On the other hand, Arriola maintains that Mindanao digital artists are indeed

very competitive. When it comes to digital work, there's no marginalization

in terms of skills [even in this male-dominated world] or technological

access.

Needless to say, the rich cultural landscape of Mindanao has nurtured these

artists’ temperaments in pursuing greater heights. In 1998, Alcantara was

nominated in the Philippine Web Awards for her personal website as well as

the website she developed for a non-government organization. Arriola was a

finalist in the same awards in 1999 and was named a judge the following

year.
Similarly, YMPNs website Bangsamoro.com made it to the semi-finals in the

“Organization Website” category in 2003. For 2006, Macarambon, who has

been busy redesigning the current website, plans another shot at the Webby.

Artists who have been using traditional art media are now jumping into the

digital bandwagon not necessarily to crossover but to utilize what it has to

offer.

To demonstrate that there is no gap between artists of traditional and digital

media, Alcantara notes that she was invited by traditional visual artists

belonging to the Davao Artists Foundation to join them in an exhibit.

Aesthetic snobbery is too strong a word, according to Alcantara. Artists

crossing over from one medium to another go through a kind of reluctant

acceptance especially if you feel that your skills are not yet developed.

German artist Herbert Franke, in his article The Expanding Medium: The

Future of Computer Art, contends that in the end, “what counts is the

creativity and sensitivity of the artist and the form and content of the

message presented to the public.” He adds that “most art historians will

probably agree that aesthetic quality depends neither on style nor on the

instrumentarium.”
In a fast changing world, digital revolution is inevitable. It is something that

should be welcomed. Fear is born out of lack of understanding.

In the same article, Franke continues that even though it is not yet possible

to describe this future instrumentarium in any great detail, its general

outlines can be anticipated; the consequences arising therefrom seem

fantastic in several respects. Nevertheless, it seems important to obtain an

idea of this future instrumentarium as early as possible since, seen from a

future perspective, the activities occurring in this field today can be regarded

as paving the way for future forms of expression.

Somewhere along the way, there is a point in which the past, present and the

future must meet not in a confrontational way but to work as a synergy, a

sense of artistic and historical continuity.

Brown asserts in his article that “the lessons of history seem plain: the art

mainstream is hideously reactionary and beware any creative soul who

experiments beyond the boundaries they prescribe.”

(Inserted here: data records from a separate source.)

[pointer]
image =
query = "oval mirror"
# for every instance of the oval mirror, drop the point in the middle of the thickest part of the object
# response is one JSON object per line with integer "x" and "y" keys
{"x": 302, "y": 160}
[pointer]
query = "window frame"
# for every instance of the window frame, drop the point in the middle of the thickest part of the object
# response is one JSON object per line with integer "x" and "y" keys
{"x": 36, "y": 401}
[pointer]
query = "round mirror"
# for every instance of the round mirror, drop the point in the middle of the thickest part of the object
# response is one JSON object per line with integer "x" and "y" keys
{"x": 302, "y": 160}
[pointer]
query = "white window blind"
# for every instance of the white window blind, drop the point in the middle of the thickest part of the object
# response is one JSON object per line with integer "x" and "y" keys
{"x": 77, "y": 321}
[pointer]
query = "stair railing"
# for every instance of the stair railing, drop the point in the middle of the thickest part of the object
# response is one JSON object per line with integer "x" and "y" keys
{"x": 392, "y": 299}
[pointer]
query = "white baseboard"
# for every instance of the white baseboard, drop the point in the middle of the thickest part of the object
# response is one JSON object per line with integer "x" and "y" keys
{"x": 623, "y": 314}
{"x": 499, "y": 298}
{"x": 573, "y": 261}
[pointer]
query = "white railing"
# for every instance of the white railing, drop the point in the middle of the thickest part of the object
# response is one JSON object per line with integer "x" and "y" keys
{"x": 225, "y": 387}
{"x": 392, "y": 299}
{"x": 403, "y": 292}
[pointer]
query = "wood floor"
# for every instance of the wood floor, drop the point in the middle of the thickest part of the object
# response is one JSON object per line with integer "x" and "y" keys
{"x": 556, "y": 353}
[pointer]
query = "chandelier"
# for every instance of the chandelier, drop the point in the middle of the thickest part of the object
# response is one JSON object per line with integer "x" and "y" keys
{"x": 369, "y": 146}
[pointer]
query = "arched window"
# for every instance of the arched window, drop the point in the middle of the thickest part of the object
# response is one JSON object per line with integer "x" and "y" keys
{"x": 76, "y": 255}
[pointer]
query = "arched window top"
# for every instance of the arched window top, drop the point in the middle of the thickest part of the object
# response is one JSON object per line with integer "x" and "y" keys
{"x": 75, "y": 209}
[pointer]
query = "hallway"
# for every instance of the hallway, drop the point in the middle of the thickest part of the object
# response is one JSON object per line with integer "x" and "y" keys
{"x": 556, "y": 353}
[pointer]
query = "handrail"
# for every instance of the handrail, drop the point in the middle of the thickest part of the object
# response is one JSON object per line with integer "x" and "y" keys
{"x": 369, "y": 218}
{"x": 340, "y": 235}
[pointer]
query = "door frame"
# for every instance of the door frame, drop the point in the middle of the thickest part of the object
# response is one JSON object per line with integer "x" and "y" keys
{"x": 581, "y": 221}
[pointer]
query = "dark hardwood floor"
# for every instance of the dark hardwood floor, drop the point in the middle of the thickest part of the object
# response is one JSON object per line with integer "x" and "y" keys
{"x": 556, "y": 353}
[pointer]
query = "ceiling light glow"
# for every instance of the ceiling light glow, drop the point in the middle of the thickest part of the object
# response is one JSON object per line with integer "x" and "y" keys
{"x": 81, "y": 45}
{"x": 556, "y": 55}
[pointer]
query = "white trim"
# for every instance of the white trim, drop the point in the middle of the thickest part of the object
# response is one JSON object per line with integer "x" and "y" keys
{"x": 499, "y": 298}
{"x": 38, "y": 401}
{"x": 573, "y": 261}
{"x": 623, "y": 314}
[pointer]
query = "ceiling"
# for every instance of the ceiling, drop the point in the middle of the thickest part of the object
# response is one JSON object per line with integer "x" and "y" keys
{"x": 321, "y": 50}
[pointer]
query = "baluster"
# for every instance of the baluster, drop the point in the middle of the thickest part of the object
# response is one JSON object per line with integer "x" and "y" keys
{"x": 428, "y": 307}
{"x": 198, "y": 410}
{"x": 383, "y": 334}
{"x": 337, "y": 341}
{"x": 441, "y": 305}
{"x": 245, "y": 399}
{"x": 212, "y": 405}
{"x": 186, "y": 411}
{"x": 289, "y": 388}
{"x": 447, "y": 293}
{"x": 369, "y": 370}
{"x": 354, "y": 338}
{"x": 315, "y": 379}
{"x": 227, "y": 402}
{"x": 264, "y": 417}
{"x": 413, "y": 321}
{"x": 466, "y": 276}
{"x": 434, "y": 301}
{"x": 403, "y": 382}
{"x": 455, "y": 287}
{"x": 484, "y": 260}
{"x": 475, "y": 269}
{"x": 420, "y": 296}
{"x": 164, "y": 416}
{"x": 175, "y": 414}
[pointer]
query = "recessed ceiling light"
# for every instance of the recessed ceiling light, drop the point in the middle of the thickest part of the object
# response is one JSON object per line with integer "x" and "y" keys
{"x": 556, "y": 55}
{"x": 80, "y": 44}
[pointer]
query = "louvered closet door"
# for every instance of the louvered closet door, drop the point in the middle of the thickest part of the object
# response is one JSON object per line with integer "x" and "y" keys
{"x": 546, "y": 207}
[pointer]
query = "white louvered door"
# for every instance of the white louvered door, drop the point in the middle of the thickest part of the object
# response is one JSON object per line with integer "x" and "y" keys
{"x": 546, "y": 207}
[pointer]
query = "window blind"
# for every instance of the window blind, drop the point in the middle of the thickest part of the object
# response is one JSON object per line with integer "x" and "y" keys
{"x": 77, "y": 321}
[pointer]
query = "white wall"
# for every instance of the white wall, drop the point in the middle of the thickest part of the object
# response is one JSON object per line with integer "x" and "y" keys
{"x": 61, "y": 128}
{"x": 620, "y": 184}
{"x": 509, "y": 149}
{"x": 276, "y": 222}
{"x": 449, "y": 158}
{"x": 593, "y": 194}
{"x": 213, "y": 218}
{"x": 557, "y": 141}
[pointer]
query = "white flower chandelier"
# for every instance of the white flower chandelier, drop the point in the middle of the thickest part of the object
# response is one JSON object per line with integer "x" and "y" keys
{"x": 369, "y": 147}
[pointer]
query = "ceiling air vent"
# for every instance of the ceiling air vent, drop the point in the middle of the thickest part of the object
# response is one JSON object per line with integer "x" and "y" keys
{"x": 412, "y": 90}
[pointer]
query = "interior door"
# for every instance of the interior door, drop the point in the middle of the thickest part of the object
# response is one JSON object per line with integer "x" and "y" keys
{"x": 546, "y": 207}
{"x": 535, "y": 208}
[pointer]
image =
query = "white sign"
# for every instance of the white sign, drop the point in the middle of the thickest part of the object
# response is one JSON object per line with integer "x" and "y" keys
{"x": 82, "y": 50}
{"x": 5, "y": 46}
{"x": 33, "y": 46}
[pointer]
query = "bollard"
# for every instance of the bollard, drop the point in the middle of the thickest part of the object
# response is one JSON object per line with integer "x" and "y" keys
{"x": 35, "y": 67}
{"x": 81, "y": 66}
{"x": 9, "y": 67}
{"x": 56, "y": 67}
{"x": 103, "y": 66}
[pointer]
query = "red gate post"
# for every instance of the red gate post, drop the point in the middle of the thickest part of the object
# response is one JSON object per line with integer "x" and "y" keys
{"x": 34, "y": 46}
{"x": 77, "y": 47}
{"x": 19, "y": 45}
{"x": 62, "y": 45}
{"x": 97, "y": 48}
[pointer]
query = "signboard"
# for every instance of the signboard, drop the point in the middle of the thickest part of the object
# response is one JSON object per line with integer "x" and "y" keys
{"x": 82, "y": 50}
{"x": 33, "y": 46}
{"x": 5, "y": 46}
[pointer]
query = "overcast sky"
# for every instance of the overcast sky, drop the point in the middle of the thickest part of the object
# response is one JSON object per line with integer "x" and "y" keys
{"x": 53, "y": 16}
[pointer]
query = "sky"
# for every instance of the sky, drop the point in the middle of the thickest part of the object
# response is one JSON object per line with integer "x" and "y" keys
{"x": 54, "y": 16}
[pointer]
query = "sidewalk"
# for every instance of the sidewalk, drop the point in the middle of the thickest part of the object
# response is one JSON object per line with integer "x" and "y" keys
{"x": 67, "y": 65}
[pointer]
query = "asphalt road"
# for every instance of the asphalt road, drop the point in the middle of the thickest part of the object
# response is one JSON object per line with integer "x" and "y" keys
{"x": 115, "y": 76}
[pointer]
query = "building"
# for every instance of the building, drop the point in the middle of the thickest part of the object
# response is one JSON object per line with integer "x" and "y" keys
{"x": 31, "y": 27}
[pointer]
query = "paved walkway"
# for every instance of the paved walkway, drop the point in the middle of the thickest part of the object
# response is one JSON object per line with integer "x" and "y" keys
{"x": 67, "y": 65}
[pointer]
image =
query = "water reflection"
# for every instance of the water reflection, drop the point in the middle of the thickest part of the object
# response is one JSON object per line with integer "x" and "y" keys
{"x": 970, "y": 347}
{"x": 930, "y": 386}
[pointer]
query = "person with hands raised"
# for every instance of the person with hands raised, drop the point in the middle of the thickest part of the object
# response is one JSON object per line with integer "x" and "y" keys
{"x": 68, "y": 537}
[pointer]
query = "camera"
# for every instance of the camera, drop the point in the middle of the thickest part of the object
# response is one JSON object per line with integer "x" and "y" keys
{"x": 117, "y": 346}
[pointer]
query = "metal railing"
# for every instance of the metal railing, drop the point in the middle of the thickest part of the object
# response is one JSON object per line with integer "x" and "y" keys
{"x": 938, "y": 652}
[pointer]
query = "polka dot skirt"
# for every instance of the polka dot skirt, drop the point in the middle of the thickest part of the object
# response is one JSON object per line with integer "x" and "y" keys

But things could turn out differently. In another article entitled The New

Visual Language: The Influence of Computer Graphics on Art and Society, he

suggests that in the beginning it was “expected that the artistic forms of
computer graphics would be integrated into fine arts, but the latest situation

leads one to conclude that computer art will develop into a new field of

aesthetically-oriented activity which can neither be classified as part of the

existing classical branches of art.”

Digital art in Mindanao is a distillation that links the past with the present in

expanding the artistic horizon for the future.

Gutierrez Mangansakan II < http://www.morofilm.blogspot.com> is an

essayist, journalist, visual artist, photographer, cultural activist, and

documentary filmmaker from Pagalungan, Maguindanao. He majored in

Communication Arts at the Ateneo de Davao University and Art Direction at

the Mowelfund Film Institute. Starting with his award-winning documentary

House under the Crescent Moon in 2001, his films delve on the different

facets of the Bangsamoro struggle in Mindanao. In 2005, he cemented his

artistic pathway when he was named artist-in-residence of the Asian Art

Museum-Chong Moon Lee Center for Asian Art and Culture in San Francisco,

CA. That same year, he was honored as Defender of Cultural Heritage by the

2005 edition of the Fookien Times Philippines Yearbook for his work in

nurturing the rich tradition of his Maguindanaon ancestry. He is editor of

Anthology of Essays by Young Moro Writers.